Au cours des neuf jours suivant sa sortie en janvier, Sherlock: The Network a trôné au premier rang des applications payantes du App Store au Royaume-Uni (ce qui représente 47 % du marché mondial), et s’est imposé comme l’application de divertissement la plus populaire dans plus de 30 pays, y compris aux États-Unis.
La bande-annonce interactive de la troisième saison a été conçue avec les mêmes préoccupations en tête. Red Bee Media, la branche commerciale de la BBC, a collaboré avec la plateforme Wirewax dès l’étape de préproduction. Première technologie d’accès sans fil pour vidéos interactifs pouvant être utilisée sur YouTube, Wirewax est également la première qui se voit accorder une place sur les sites Web de la BBC, outre le lecteur multimédia incorporé exclusif de la société.
La bande-annonce présente des indices cachés dans le contenu verrouillé, ainsi que du contenu secondaire intégré. Cet outil technologique impressionnant recueille toutes les trois secondes des renseignements détaillés sur les utilisateurs, dont certaines mesures relatives à la position de leur souris. Les statistiques sont éloquentes : le temps de visionnement moyen atteint un peu plus de quatre minutes (alors que la bande-annonce dure une minute); des centaines de milliers de publications sur Facebook et plus de 30 000 gazouillis ont été enregistrés à travers le monde pendant la soirée du lancement; à ce jour, on a accédé sept millions de fois au contenu intégré.

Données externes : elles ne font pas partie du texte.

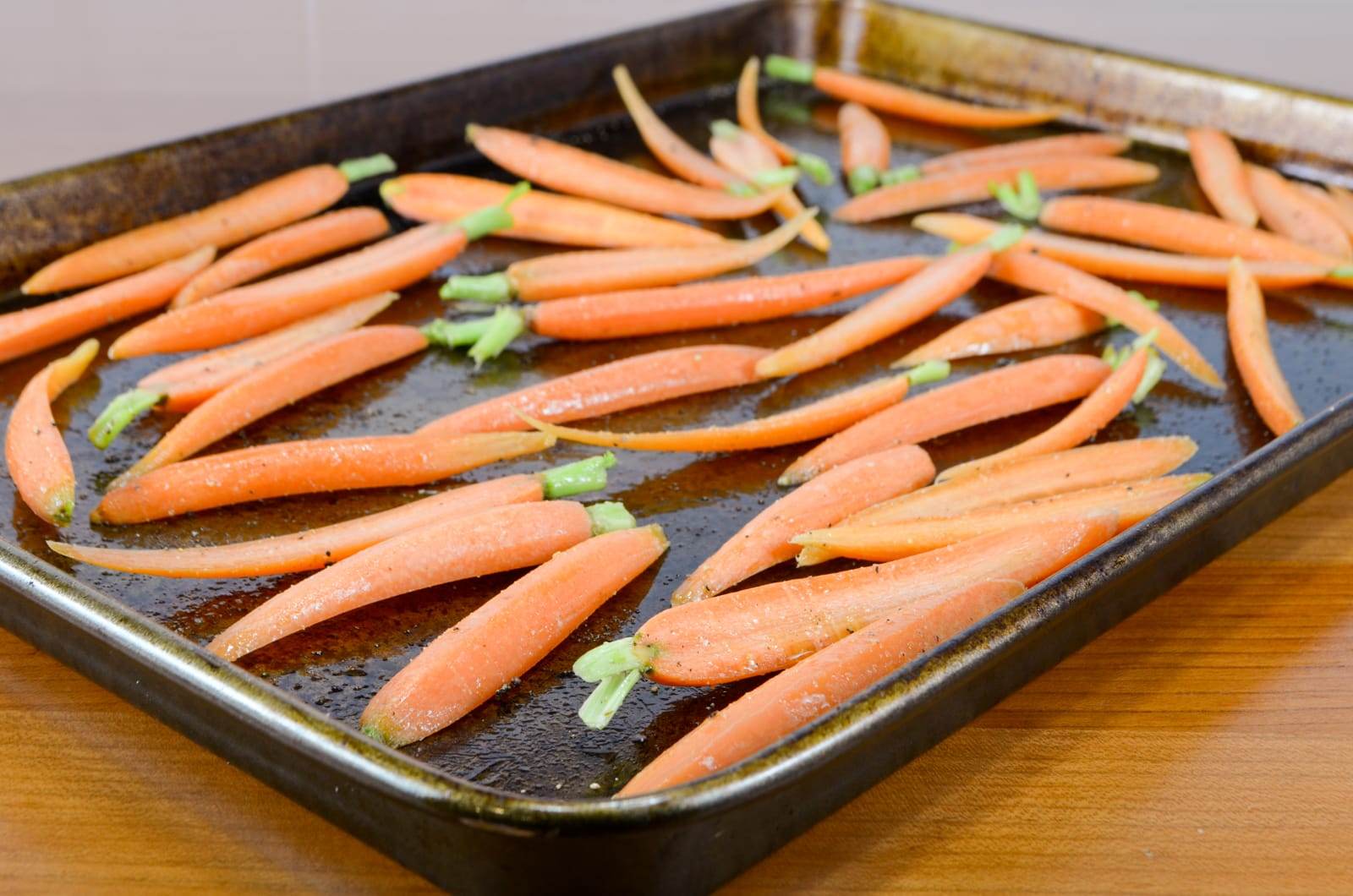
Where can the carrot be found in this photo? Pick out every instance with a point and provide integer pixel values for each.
(34, 451)
(538, 216)
(1133, 502)
(493, 540)
(961, 186)
(315, 549)
(913, 299)
(812, 688)
(1246, 325)
(1125, 263)
(978, 400)
(1221, 173)
(1046, 275)
(260, 308)
(306, 467)
(260, 209)
(606, 389)
(764, 630)
(501, 641)
(582, 173)
(53, 322)
(896, 99)
(284, 248)
(829, 499)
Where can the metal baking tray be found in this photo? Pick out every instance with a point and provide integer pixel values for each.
(513, 797)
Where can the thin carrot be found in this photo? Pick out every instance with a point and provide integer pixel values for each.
(53, 322)
(283, 248)
(40, 465)
(260, 209)
(827, 500)
(493, 540)
(961, 186)
(306, 467)
(1246, 324)
(505, 637)
(913, 299)
(582, 173)
(896, 99)
(978, 400)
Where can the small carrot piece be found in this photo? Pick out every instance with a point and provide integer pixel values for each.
(1246, 324)
(961, 186)
(827, 500)
(896, 99)
(283, 248)
(978, 400)
(47, 325)
(505, 637)
(34, 451)
(913, 299)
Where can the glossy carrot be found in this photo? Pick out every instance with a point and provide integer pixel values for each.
(978, 400)
(913, 299)
(283, 248)
(961, 186)
(493, 540)
(1246, 324)
(53, 322)
(306, 467)
(505, 637)
(40, 465)
(896, 99)
(260, 209)
(827, 500)
(582, 173)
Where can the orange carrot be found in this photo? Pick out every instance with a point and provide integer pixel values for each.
(829, 499)
(961, 186)
(284, 248)
(917, 298)
(1246, 325)
(306, 467)
(896, 99)
(978, 400)
(493, 540)
(47, 325)
(505, 637)
(582, 173)
(260, 209)
(34, 451)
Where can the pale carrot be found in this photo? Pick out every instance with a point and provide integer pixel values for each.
(827, 500)
(306, 467)
(978, 400)
(493, 540)
(40, 465)
(913, 299)
(504, 639)
(257, 210)
(896, 99)
(53, 322)
(1246, 324)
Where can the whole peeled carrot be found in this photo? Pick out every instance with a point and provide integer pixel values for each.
(978, 400)
(896, 99)
(260, 209)
(493, 540)
(827, 500)
(283, 248)
(40, 465)
(505, 637)
(306, 467)
(913, 299)
(1246, 324)
(47, 325)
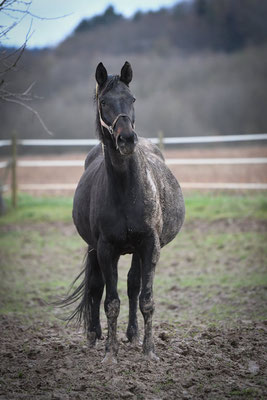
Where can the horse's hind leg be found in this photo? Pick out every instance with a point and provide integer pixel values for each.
(108, 260)
(149, 256)
(95, 292)
(134, 284)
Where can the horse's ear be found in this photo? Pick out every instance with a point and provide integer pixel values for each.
(101, 74)
(126, 73)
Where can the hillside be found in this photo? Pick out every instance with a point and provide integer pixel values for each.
(181, 89)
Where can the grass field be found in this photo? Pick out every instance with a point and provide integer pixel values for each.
(210, 287)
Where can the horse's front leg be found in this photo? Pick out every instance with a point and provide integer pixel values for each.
(108, 262)
(149, 255)
(134, 284)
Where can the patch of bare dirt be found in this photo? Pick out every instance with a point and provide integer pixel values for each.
(46, 361)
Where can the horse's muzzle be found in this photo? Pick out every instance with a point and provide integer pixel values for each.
(126, 142)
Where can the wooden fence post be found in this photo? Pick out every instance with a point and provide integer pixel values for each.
(161, 144)
(14, 170)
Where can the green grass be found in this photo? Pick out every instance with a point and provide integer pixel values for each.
(208, 206)
(209, 275)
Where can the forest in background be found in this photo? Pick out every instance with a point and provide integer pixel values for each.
(199, 69)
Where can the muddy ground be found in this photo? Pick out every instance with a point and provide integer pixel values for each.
(210, 322)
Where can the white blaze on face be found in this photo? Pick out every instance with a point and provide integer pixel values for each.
(151, 182)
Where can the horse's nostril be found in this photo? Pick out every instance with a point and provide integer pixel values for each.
(121, 139)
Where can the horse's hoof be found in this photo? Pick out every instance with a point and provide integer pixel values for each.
(109, 359)
(151, 356)
(91, 337)
(136, 342)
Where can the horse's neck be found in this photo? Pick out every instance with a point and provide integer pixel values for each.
(123, 172)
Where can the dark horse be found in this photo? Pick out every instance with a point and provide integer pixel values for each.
(127, 201)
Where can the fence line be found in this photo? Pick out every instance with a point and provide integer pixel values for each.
(169, 161)
(184, 185)
(165, 140)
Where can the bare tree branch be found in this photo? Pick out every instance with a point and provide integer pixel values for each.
(35, 112)
(10, 61)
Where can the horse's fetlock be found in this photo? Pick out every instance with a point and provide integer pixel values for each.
(147, 306)
(113, 309)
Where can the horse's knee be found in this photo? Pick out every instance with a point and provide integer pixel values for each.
(112, 308)
(147, 306)
(133, 286)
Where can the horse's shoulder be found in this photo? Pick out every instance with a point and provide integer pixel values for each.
(94, 153)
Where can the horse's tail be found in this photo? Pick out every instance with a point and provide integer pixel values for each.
(83, 310)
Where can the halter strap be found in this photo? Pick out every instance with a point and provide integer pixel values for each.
(111, 127)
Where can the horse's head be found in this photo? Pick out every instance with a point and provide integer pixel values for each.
(115, 107)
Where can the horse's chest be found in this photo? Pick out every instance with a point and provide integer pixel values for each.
(125, 226)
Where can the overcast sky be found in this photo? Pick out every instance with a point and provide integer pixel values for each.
(51, 32)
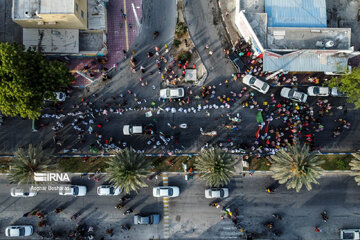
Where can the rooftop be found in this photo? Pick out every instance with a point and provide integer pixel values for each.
(56, 7)
(52, 40)
(308, 38)
(296, 13)
(96, 16)
(306, 61)
(25, 9)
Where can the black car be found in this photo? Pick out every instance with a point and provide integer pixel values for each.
(235, 59)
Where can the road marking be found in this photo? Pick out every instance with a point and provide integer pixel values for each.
(166, 223)
(126, 29)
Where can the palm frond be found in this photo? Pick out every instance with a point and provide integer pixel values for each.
(216, 166)
(296, 167)
(127, 170)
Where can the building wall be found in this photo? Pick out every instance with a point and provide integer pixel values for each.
(82, 7)
(75, 20)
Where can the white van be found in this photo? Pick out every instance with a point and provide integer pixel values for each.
(130, 130)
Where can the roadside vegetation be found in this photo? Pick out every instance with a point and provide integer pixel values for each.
(349, 84)
(27, 78)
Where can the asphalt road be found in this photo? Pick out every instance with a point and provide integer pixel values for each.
(191, 217)
(94, 210)
(205, 28)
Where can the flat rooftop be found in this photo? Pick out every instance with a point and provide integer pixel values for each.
(52, 40)
(96, 16)
(24, 9)
(93, 42)
(56, 7)
(307, 38)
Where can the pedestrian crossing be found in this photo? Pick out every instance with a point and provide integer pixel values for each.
(166, 209)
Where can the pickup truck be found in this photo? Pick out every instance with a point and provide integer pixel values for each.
(350, 234)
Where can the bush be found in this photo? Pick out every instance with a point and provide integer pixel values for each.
(177, 42)
(184, 56)
(180, 29)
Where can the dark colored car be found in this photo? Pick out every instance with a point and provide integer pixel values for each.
(235, 59)
(144, 220)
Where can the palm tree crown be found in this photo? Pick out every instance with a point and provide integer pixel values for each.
(216, 166)
(355, 167)
(27, 162)
(127, 170)
(296, 167)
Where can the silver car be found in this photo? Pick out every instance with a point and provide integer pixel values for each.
(144, 220)
(216, 193)
(19, 231)
(20, 192)
(293, 95)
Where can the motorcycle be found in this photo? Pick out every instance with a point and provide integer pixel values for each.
(125, 227)
(324, 216)
(119, 206)
(156, 34)
(276, 216)
(128, 212)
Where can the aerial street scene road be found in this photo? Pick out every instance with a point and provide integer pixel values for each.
(180, 119)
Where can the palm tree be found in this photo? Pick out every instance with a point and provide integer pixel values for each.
(296, 167)
(355, 167)
(127, 170)
(216, 166)
(27, 162)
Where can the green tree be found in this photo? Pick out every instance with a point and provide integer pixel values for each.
(355, 167)
(216, 166)
(27, 162)
(127, 170)
(26, 78)
(349, 84)
(296, 167)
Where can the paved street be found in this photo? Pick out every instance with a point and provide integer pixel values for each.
(190, 215)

La troisième saison de Sherlock a finalement battu des records sur Twitter, en parvenant à près d’un million de gazouillis. Le dernier épisode a donné lieu au plus grand nombre de gazouillis jamais atteint relativement à un épisode donné d’une série dramatique (voir les statistiques de SecondSync). Les chiffres sont impressionnants.
De nos jours, les admirateurs de Sherlock lui écrivent sur Twitter, l’aident à élucider des crimes au moyen d’une application et cherchent à s’en rapprocher en fréquentant le Speedy’s Café. Mais, plus encore, c’est le rapport que le public entretient avec cet univers narratif, l’existence d’une frontière floue entre la réalité et la fiction, et la capacité de l’être humain à croire à l’invraisemblable qui ont permis à Sherlock de rester pertinent au fil du temps.